FSE Manchester: All buy-to-let lenders need to change their DSS tenant rules
The small number of buy-to-let lenders who don’t allow landlords to let properties out to tenants have been urged to “get on the bus” in a panel debate at FSE Manchester today.
On the panel were David Whittaker, chief executive of Keystone Property Finance, Adrian Moloney, sales director at One Savings Bank and Steve Cox, distribution director at Fleet Mortgages.
Whittaker said: “As an industry we must be careful of not giving shelter or cause celebre to those few lenders who have not yet got on the bus.
“They need to get on the bus with us because otherwise we will all find ourselves legislated against for the few who do not follow the example of the majority.”
Cox said: “For lenders in general, allowing landlords to choose the most appropriate tenant is probably the most important situation that everyone can adopt moving forward.”
And Moloney said: “There’s only a handful of lenders with that policy now and I’m sure with the level of campaigning we’re seeing, we’ll get some further clarity on that as well.”
Lenders that changed their policies relatively recently include NatWest and Platform, who dropped restrictions on letting to DSS tenants in March and April respectively.
Speaking after the panel debate, Payam Azadi, director of broker Niche Advice, praised The Mortgage Works and BM Solutions as lenders that have welcomed landlords letting to DSS tenants for some time.
However he felt that individual lenders should be free to establish their own risk appetites, rather than being pressured to change their DSS policies due to pressure from the press and other lenders.

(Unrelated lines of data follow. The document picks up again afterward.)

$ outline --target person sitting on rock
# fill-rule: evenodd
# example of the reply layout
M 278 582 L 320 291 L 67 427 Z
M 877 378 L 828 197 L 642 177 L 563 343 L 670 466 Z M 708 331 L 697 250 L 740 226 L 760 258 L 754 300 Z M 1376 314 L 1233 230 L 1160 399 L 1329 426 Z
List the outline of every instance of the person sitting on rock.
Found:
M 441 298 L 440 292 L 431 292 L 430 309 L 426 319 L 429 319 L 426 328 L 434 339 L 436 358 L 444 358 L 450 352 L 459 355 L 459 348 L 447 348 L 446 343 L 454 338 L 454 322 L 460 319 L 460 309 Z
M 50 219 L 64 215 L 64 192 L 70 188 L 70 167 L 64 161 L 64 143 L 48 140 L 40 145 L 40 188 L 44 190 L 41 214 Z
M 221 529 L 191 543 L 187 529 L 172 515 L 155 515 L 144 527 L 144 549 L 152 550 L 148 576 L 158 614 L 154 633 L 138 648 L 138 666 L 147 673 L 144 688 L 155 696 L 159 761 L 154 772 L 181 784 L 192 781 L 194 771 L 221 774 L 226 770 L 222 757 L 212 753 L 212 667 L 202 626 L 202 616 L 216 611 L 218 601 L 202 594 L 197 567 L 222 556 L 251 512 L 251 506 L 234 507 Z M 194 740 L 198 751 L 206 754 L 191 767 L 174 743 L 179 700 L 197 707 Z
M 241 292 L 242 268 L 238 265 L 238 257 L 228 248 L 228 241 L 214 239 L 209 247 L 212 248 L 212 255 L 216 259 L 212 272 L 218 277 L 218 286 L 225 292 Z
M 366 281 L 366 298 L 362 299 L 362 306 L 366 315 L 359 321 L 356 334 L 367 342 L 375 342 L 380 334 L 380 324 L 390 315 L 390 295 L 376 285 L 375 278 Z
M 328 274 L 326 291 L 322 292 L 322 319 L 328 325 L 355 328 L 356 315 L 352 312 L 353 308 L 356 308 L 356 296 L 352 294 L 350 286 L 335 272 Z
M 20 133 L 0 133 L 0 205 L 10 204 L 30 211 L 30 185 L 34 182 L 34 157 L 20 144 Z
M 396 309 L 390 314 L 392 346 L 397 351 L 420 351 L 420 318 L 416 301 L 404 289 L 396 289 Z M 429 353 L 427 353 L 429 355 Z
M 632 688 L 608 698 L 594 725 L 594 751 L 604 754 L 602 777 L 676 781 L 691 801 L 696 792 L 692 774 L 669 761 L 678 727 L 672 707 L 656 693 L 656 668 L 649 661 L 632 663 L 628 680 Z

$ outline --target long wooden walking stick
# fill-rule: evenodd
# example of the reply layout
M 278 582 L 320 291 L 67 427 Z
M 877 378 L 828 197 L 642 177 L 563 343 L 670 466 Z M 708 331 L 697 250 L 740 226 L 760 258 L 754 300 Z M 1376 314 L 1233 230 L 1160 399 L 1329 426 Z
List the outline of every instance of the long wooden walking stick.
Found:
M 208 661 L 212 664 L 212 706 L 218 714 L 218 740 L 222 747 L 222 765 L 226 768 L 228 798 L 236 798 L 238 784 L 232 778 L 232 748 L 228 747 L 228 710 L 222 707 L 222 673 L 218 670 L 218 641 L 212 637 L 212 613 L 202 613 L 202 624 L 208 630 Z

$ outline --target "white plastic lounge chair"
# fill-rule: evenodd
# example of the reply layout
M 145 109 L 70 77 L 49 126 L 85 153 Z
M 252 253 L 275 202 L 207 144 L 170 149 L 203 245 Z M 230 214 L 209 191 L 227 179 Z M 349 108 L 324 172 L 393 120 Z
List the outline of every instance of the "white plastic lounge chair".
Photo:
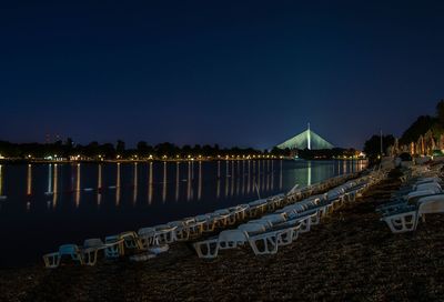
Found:
M 114 245 L 119 244 L 119 242 L 104 244 L 103 241 L 99 238 L 87 239 L 83 242 L 82 249 L 84 264 L 95 265 L 99 251 L 103 251 L 103 254 L 105 254 L 104 250 L 112 249 L 114 248 Z
M 62 256 L 70 256 L 72 261 L 84 264 L 83 254 L 77 244 L 60 245 L 59 251 L 43 255 L 44 266 L 54 269 L 60 265 Z
M 428 213 L 444 212 L 444 194 L 435 194 L 421 198 L 416 207 L 406 205 L 404 209 L 383 217 L 384 221 L 393 233 L 404 233 L 416 230 L 418 219 Z
M 174 240 L 175 241 L 188 241 L 190 238 L 190 229 L 186 228 L 183 221 L 171 221 L 168 223 L 169 226 L 175 226 Z

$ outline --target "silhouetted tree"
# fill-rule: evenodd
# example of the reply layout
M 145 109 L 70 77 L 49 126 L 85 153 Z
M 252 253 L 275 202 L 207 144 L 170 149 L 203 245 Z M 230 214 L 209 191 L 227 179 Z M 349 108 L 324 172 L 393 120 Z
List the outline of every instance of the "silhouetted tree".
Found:
M 118 143 L 115 144 L 115 152 L 118 152 L 118 154 L 124 154 L 125 152 L 125 143 L 124 141 L 118 140 Z

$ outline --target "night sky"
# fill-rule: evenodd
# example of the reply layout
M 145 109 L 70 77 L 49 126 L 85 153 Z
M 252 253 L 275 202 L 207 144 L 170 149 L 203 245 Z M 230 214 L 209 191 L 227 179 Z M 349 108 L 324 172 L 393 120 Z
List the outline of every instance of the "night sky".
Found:
M 444 98 L 444 1 L 38 2 L 0 3 L 0 140 L 362 148 Z

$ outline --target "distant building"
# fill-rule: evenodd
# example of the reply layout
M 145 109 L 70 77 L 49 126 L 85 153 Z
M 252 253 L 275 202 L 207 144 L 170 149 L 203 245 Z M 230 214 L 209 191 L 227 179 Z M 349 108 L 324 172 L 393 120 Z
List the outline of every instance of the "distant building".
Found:
M 330 142 L 327 142 L 326 140 L 324 140 L 323 138 L 321 138 L 319 134 L 316 134 L 315 132 L 313 132 L 310 129 L 310 123 L 307 129 L 284 141 L 281 144 L 276 145 L 279 149 L 299 149 L 299 150 L 304 150 L 304 149 L 309 149 L 309 150 L 320 150 L 320 149 L 333 149 L 334 145 Z

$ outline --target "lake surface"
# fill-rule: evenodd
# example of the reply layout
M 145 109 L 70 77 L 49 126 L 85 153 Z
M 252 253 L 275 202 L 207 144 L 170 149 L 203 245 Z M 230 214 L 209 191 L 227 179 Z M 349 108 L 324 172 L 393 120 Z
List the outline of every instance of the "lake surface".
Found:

Azadi said: “Historically lenders have been wary regarding whether landlords are more likely to stop receiving rent, but we are seeing more and more lenders come to the fold on that.
“The question is why have lenders changed their policies?
“Is it from a PR perspective because it doesn’t look good, or is it a change of ruling that means it’s easier to evict tenants on DSS?
“If it’s because of press pressure each lender needs to be able to make a decision based on their risk appetite.
“It’s a bit rich for some lenders to say ‘you should change your policy on this’ when, if you are a smaller lender, it could represent a bigger risk to your balance sheet.”